SUBOXONE Film is a prescription medicine used to treat adults who are addicted to (dependent on) opioid drugs (either prescription or illegal) as part of a complete treatment program that also includes counseling and behavioral therapy.

  • For dependence on short‑acting opioids, like heroin or prescription painkillers, SUBOXONE Film, which contains buprenorphine and naloxone, may be recommended to help you begin and maintain continuity of treatment

  • When transitioning from dependence on long‑acting opioids, like methadone, a buprenorphine‑only medication may be recommended

  • For many patients, opioid dependence treatment is thought of as traditional inpatient rehabilitation. In appropriate patients, treatment may begin under the supervision and continue at home with follow-up visits at reasonable intervals, with a healthcare provider waivered under the Drug Addiction Treatment Act of 2000 and the Comprehensive Addiction and Recovery Act of 2016 in an office‑based setting.                                                                                              

  • SUBOXONE Film may not be right for you. Before taking SUBOXONE Film, tell your healthcare provider about all of your medical conditions, including:                                                                            

  • Liver or kidney problems

  • Trouble breathing or lung problems

  • An enlarged prostate gland (men)

  • A head injury or brain problem

  • Problems urinating

  • A curve in your spine that affects your breathing (scoliosis)

  • Gallbladder problems

  • Adrenal gland problems

  • Addison’s disease

  • Low thyroid hormone levels (hypothyroidism)

  • A history of alcoholism

  • Mental problems such as hallucinations (seeing or hearing things that are not there)

  • Are pregnant or plan to become pregnant.
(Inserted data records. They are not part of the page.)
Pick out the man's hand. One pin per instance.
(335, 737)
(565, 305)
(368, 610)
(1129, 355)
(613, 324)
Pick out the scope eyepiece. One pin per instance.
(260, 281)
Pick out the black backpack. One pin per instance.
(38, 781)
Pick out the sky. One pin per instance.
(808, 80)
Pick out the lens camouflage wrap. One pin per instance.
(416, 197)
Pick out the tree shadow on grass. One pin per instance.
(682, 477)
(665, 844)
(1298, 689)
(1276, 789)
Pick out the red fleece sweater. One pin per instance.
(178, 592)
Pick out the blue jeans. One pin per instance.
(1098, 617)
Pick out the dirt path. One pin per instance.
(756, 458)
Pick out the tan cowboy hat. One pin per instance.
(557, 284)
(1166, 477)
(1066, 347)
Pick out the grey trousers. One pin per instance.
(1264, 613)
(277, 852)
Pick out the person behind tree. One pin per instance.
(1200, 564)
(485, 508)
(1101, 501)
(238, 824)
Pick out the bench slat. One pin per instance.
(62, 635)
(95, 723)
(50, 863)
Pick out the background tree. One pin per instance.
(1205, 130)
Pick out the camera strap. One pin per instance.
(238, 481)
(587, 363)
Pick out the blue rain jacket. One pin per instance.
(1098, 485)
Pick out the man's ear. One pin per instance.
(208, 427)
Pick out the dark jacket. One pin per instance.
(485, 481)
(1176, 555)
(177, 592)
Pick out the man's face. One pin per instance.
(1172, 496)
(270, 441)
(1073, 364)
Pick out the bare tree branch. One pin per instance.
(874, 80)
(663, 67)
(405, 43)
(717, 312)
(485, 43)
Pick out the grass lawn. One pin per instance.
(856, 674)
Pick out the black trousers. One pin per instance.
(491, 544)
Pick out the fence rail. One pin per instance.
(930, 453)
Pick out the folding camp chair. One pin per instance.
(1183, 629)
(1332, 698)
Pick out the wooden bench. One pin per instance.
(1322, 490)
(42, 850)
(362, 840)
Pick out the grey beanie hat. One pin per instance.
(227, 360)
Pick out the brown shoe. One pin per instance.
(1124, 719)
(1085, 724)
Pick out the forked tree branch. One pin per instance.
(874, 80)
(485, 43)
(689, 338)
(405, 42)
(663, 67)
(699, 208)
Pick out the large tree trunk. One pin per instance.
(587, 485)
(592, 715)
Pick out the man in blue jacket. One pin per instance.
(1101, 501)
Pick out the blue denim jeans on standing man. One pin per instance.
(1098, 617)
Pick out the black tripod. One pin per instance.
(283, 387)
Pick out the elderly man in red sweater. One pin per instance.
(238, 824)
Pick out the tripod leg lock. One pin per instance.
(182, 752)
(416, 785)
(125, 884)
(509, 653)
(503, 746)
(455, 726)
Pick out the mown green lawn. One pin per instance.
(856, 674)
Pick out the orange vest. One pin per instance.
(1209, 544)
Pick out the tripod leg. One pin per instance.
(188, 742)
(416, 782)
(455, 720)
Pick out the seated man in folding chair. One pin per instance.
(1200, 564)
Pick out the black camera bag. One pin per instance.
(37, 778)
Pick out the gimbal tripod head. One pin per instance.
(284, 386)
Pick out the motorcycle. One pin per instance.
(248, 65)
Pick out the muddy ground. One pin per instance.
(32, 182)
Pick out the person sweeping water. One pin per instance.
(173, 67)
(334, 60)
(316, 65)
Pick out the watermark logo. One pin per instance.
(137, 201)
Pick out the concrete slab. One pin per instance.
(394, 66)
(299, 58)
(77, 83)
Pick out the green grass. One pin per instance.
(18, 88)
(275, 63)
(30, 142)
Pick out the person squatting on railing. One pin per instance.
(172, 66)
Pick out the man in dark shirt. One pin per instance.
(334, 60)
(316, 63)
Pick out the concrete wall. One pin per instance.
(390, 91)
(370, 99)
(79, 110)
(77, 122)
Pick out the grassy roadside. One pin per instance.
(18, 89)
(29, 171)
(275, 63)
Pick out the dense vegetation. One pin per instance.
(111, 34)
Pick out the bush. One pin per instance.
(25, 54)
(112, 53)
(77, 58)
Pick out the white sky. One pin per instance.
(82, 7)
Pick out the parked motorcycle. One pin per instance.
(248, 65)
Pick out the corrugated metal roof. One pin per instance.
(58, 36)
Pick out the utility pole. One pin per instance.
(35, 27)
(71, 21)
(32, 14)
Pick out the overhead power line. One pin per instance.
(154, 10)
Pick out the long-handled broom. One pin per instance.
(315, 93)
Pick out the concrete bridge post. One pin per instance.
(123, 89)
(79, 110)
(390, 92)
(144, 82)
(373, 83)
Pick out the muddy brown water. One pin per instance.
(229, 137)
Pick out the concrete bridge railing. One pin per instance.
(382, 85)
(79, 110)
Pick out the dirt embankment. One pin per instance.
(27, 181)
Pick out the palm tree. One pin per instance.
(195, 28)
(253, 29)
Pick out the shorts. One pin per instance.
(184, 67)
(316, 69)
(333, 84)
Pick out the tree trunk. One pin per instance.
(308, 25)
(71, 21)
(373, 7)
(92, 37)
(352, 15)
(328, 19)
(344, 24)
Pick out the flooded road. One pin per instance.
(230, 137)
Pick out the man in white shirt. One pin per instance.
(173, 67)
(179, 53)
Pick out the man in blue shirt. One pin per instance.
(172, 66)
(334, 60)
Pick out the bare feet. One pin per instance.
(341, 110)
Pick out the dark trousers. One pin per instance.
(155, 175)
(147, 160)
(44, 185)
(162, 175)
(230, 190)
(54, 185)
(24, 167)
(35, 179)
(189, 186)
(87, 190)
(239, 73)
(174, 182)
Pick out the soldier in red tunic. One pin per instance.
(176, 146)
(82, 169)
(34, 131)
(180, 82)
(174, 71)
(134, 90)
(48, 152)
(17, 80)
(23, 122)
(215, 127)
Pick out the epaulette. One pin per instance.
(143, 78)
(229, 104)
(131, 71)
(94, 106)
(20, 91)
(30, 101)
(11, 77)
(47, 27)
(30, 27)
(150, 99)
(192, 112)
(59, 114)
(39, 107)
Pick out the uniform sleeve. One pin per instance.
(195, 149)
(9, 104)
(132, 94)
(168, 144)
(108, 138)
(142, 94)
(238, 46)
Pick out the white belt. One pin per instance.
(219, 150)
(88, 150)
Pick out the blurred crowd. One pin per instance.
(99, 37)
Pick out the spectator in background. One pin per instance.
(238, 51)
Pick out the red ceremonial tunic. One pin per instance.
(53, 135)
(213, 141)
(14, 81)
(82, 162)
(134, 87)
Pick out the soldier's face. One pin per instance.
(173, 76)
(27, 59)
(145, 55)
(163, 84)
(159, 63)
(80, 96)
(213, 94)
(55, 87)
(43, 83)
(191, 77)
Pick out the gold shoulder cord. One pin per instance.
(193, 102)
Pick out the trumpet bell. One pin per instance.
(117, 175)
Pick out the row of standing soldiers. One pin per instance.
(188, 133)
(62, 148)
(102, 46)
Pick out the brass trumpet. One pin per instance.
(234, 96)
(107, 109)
Opioid‑dependent women on buprenorphine maintenance therapy may require additional analgesia during labor. If you take SUBOXONE Film while pregnant, your baby may have signs of opioid withdrawal at birth. Neonatal opioid withdrawal syndrome (NOWS) is an expected and treatable outcome of prolonged use of opioids during pregnancy. Talk to your healthcare provider if you are pregnant or plan to become pregnant.

  • Are breastfeeding or plan to breastfeed. The active ingredients of SUBOXONE Film can pass into your milk and may harm your baby. Talk with your healthcare provider about the best way to feed your baby during treatment with SUBOXONE Film. Watch your baby for increased drowsiness and breathing problems.